A recent docwire article points out that "there is a small but growing movement to create formal primary care nurse practitioner (NP) residency programs, similar to those for physicians, where the effort is geared to help them transition to practice. Unlike physicians, NPs are currently not required to attend a formal residency program."
The answer should be a resounding “yes.”
Most nurse practitioners complete either a two-year Master’s degree or a three-year Doctorate program. When they are finished graduate school, they are expected to take care of patients in a similar manner that physicians do. By this point in their careers, these physicians have had four years of medical school as well as follow-on residency training, which can range from an additional four to seven years depending on the specialty.

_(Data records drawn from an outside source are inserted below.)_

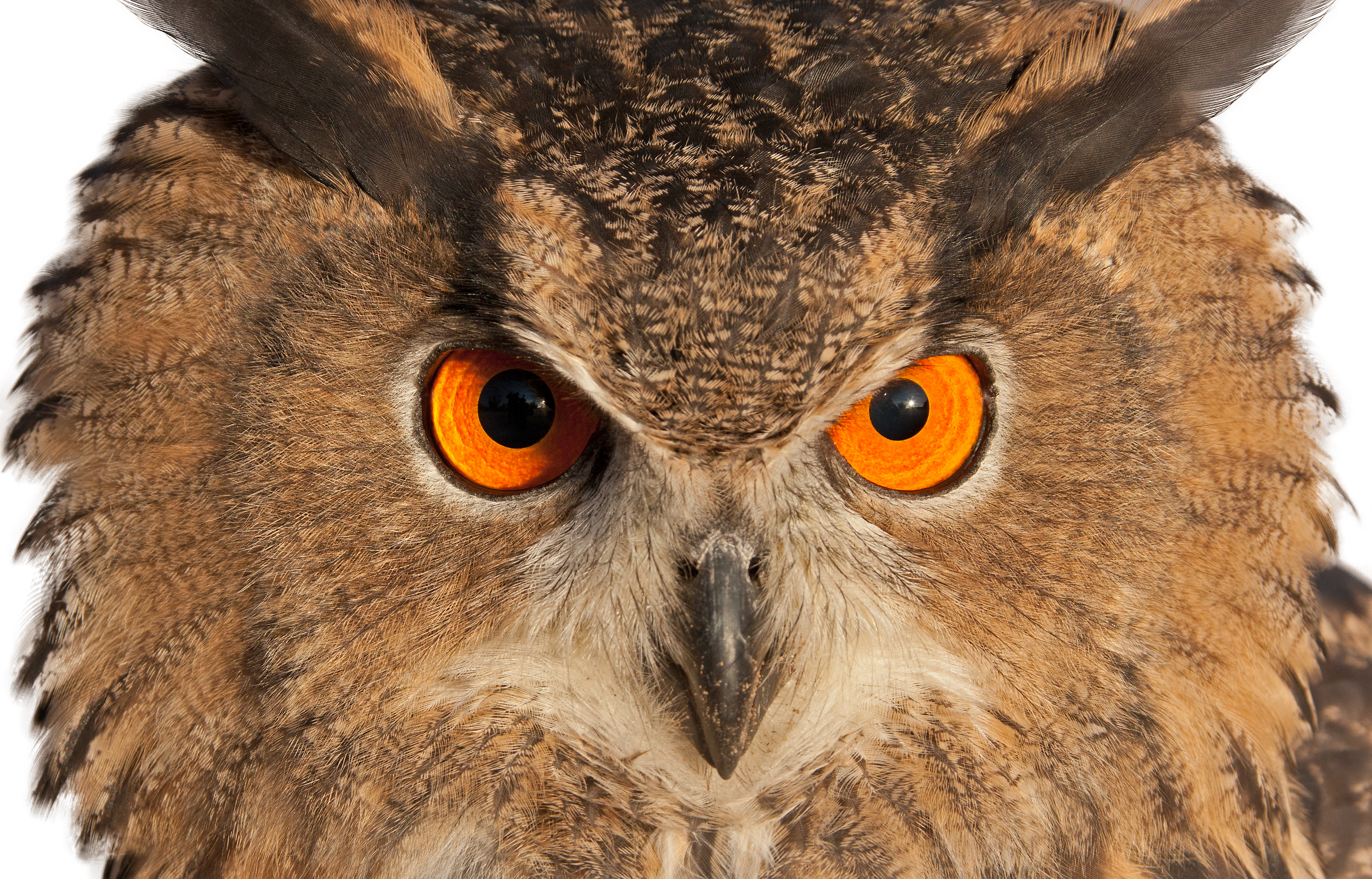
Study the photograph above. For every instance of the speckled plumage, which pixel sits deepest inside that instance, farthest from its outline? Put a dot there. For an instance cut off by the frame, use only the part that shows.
(282, 644)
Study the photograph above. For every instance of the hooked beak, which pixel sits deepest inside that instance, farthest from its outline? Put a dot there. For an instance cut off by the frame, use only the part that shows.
(730, 683)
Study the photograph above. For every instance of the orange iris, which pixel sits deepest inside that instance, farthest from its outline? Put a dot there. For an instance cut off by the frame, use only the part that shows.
(503, 423)
(920, 430)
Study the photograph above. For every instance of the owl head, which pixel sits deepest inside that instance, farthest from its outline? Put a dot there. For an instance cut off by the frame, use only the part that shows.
(683, 439)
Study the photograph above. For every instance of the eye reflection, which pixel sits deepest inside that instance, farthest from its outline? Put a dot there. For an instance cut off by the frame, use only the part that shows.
(899, 410)
(516, 409)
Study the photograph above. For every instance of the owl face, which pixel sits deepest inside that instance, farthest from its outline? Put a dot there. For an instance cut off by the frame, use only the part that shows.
(696, 439)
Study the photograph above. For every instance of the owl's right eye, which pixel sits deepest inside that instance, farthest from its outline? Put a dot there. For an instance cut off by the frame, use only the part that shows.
(503, 423)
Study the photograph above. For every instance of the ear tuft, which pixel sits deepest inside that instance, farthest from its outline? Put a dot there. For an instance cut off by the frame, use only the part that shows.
(1137, 76)
(346, 88)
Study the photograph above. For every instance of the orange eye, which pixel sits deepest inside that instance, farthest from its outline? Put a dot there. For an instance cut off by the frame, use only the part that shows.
(920, 430)
(503, 424)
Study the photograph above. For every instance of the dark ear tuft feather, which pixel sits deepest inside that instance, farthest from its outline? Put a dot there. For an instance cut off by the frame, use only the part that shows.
(346, 88)
(1091, 103)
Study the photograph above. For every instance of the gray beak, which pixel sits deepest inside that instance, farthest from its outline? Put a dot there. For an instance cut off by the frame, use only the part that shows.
(729, 681)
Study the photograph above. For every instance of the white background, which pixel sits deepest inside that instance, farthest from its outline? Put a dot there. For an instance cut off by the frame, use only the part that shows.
(71, 69)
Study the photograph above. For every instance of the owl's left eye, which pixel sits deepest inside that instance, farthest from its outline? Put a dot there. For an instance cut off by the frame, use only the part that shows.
(918, 431)
(501, 423)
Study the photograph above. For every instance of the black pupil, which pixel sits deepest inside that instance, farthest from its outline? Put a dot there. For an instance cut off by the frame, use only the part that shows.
(516, 409)
(899, 410)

My experience has been as an acute care nurse practitioner but I am sure that primary care nurse practitioners feel the same when they finish school and take their first jobs: we’re scared.
I’ll admit I was fortunate in that my nurse practitioner program was amazing. I ended up having diverse clinical rotations with excellent instructors and clinical leaders who made opportunities for optional educational experiences. They truly prepared me for my future as a clinical professional. But even with all the benefits of having a great education and clinical rotations that left me feeling like I was ready, I was completely overwhelmed when I started my first job.
Unfortunately, I did not have a residency program at my first job. Neither did I have a nurse practitioner mentor, or someone to train me for that matter. I quickly realized that I was going to have to do a lot of studying and reading on my own to become proficient at my new job.
It took me a year to feel comfortable in my job. An entire year of not feeling supported in my role. Every day felt like a struggle to go to work.
Looking back, I wish I had taken a residency program after finishing my graduate degree. I wish all hospitals, healthcare systems, clinics, and doctors’ offices offered some type of guaranteed dedicated training for new nurse practitioners. The transition from training to practice is challenging and demanding.
Patients’ well-being is in our hands and we ought to be practicing medicine to the highest standards. Well-trained practitioners have better patient outcomes, higher job satisfaction and are less likely to leave a job.
With a growing shortage of healthcare providers, the potential benefits of NP residency programs cannot be questioned.